California Democrat Brad Sherman, one of the most vocal critics of cryptocurrencies on Capitol Hill, said it’s no secret that crypto executives are trying to gain influence with policymakers and gain public support for the digital currency industry fast. growth.

“The Lakers don’t play in the ‘Effective Sanctions Enforcement Arena.’ They don’t play in the ‘Effective Interdiction of Drug Money Arena.’ “If you want to know where the money and power are, just look at ESPN.”

Sherman, first elected in 1996, faces a major challenge from Aarika Rhodes, a 36-year-old Los Angeles County primary school teacher who made Bitcoin a key part of her campaign platform.

In recent months, Bankman-Fried has made a couple of appearances on Capitol Hill, testifying about the cryptocurrency industry and regulations before the Senate Agriculture Committee in February and the House Financial Services Committee in December.

California Democrat President Maxine Waters, who led the hearing, said she had set up a Democratic task force to study digital markets: “We’re in the process of learning.” But she did not criticize cryptographic executives for supporting certain candidates, saying many industries are involved in the practice.

“You have any number of entities that do that. That has become the acceptable form of funding, and it’s not just crypto. It’s other organized efforts that do that,” he said. “It’s unfortunate that so much money is needed in campaigns, people are eager to be competitive.
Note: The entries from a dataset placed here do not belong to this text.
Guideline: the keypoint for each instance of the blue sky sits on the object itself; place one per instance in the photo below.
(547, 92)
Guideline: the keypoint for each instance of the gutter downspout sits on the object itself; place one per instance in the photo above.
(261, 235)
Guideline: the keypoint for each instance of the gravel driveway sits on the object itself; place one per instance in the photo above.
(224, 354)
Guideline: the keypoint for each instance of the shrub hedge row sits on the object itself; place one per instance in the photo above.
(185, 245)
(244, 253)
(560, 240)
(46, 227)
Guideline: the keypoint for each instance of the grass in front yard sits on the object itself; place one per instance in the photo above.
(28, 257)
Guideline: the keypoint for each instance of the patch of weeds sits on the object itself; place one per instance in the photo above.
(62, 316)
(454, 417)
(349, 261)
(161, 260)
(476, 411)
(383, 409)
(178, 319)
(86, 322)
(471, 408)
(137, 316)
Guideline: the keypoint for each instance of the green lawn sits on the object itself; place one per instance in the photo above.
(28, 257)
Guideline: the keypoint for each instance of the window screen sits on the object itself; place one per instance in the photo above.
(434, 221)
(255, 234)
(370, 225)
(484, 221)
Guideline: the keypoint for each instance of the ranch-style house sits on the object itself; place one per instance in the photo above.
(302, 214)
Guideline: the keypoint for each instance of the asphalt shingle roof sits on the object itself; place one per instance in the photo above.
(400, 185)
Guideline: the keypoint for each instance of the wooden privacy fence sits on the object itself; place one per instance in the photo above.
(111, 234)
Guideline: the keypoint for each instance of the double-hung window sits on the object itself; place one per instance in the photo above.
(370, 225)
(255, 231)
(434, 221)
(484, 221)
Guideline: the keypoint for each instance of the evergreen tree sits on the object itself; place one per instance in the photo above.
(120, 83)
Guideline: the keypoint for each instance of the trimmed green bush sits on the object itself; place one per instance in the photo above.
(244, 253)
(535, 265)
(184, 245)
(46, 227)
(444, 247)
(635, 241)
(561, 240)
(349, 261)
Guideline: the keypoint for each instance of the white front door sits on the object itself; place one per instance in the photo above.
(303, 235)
But that’s the way life is.”

Bourdeaux, a former Georgia Senate budget official who has taught courses on public budgeting and finance at Georgia State University, said she is concerned about voters buying and investing in cryptocurrencies and taxpayers who may suffer if the market collapses.

“Anyone who has gone through the misery of the Great Recession, who has been on the front lines dealing with it, is justifiably skeptical of exotic financial instruments,” he said in the interview.

“I’m not hostile, but I think they need a very good look to make sure they don’t flood the economy and leave the taxpayer with the stock market.”